The ties that bind
So, the Thanksgiving weekend has come to a close. And emotionally, I’m about as solid as a bowl of mushy cranberry sauce. (Why do they call it ‘sauce’? You don’t pour it over anything! In fact, it doesn’t even ‘pour’ at all!!)
First came the excitement of the girls coming home for a few days. One lives in the city, another attends college out of state. My oldest is already at home, and I had visions of the splendid time we’d have just hanging out, talking, eating, maybe watching movies together … being a complete family again.
My wife warned me about getting my hopes up about spending time with them. “They don’t want to see you; they want to see their friends,” she said. I scoffed. Of course they want to see me.. I have money! And a car!
Anyway, Thanksgiving was truly wonderful. There was a big family dinner, at which I received a gift from my traveling brother. He was in Amsterdam, and brought me a gift, “Cannabis Chocolate.” It’s milk chocolate and pieces of hazelnut, with hemp seeds mixed in. Talk about your high holidays! We laughed, we drank, we regretted our food decisions.. it couldn’t have been any better.

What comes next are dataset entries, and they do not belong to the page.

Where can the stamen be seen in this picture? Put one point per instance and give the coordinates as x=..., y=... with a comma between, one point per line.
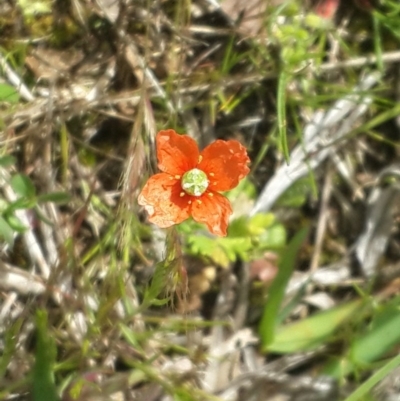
x=194, y=182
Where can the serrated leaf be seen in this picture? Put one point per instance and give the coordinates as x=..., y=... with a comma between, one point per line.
x=23, y=185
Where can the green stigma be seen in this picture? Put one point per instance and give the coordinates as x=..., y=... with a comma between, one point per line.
x=194, y=182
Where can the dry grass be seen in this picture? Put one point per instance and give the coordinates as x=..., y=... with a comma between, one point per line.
x=95, y=304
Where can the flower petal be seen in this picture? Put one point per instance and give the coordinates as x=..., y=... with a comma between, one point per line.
x=225, y=163
x=162, y=201
x=176, y=153
x=214, y=210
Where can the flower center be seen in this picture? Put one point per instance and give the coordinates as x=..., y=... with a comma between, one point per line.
x=195, y=182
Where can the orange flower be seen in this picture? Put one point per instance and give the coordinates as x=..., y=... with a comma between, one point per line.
x=190, y=181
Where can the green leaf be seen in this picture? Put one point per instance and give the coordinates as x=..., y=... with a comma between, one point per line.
x=43, y=375
x=21, y=203
x=277, y=291
x=382, y=335
x=281, y=114
x=7, y=161
x=370, y=383
x=312, y=332
x=272, y=238
x=260, y=222
x=209, y=247
x=8, y=94
x=296, y=195
x=23, y=185
x=15, y=223
x=56, y=197
x=6, y=232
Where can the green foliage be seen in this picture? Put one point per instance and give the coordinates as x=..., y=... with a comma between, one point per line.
x=31, y=8
x=312, y=332
x=365, y=388
x=247, y=237
x=287, y=264
x=8, y=94
x=45, y=354
x=381, y=335
x=296, y=195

The girls hung out with their cousins, catching up on all they’ve been up to, while I watched, kvelling. (Kvel-ling: From the Yiddish: Bursting with happiness and pride). We got home not too late, and spent the remainder of the evening playing games and laughing. SO fun! And so fleeting.
My wife’s prediction was spot-on. All of the little one’s friends were home from their respective colleges, so reunions were the order of the weekend. And the middle one is finishing up law school, so much of her time was spent sequestered in her room or the library.
Then today came. The lawyer-to-be went back to the city. The collegian packed her bags and got a lift back to school. And my oldest was back into her routine, running out and about. Suddenly, the excitement of the household yielded to quiet. And the feeling of not being whole again.
I don’t know if this is a getting-old person’s thing. When you’re the kid running out to see your friends home from college on Thanksgiving, you don’t think about how precious these times are. You’re young.. you think they’ll go on forever. Then, you have kids, and they grow up to live lives of their own. (OMG.. I’m channeling Harry Chapin!! Quick, change the station!)
I guess the point of all this is that we’re at that point in life where our kids, who once were wholly reliant upon us for their every need, are now off and running, leaving us in their wake. (I guess we shouldn’t say ‘wake’ in a column about getting old!)
But we don’t love them any less. And we cherish the times like these when we CAN be together, sharing stories, laughs and love, and just … being a family! It’s what we are truly thankful for.